He added that there was some ‘small overlap’ between the two businesses, alongside significant synergies. He declined to comment on the potential for job losses.
‘Most of the overlap is in operating systems, IT structures, investment processes and obviously some senior executive roles – you can’t have two chief investment officers, for example.
‘The genesis of both companies has been in the acquisition of over-managed businesses, and [we] have similar propositions – the management of both companies believe the future will be about scale.’
Key to the appeal is the company’s regional network, with five offices across the north west of England and Scotland, where the company has previously not had exposure, he added.

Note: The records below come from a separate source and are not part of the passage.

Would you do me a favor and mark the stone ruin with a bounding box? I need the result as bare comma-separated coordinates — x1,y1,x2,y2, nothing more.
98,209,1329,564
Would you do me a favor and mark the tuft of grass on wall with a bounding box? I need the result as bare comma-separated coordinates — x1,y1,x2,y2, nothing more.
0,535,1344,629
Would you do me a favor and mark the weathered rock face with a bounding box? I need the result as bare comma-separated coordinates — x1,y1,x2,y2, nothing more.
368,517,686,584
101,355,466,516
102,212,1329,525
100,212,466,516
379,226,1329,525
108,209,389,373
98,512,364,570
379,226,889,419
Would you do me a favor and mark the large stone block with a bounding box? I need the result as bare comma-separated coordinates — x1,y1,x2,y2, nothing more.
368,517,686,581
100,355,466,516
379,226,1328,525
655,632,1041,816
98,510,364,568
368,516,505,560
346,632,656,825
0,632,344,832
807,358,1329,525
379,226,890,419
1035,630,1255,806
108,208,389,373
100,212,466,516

The acquisition is expected to be earnings enhancing within the first year. Both companies use the Avaloq back office system, allowing for a fairly straightforward integration and cost savings.
Once completed, Ashcourt Rowan’s recurring income will rise to 70% of revenue. It will also take the company ‘significantly closer’ to its long term target of a 25% profit margin, he added.

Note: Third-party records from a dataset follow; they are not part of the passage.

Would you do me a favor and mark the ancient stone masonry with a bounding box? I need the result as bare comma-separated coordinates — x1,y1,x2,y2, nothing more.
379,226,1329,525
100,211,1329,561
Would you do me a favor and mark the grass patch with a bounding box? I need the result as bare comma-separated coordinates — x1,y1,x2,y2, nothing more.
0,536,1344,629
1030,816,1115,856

‘We will have a fully-formed corporate solutions business, bringing together two pensions business and able to gain scale. We have seen a huge amount of auto-enrollment business [already].
‘We have got the workable scale on our platform to offer significant opportunities. You only have to look at the lack of competition in the current market.
‘And of course it is not just about the corporate pensions side, we have then got a platform to offer our financial advice to executives, and our ISA management.’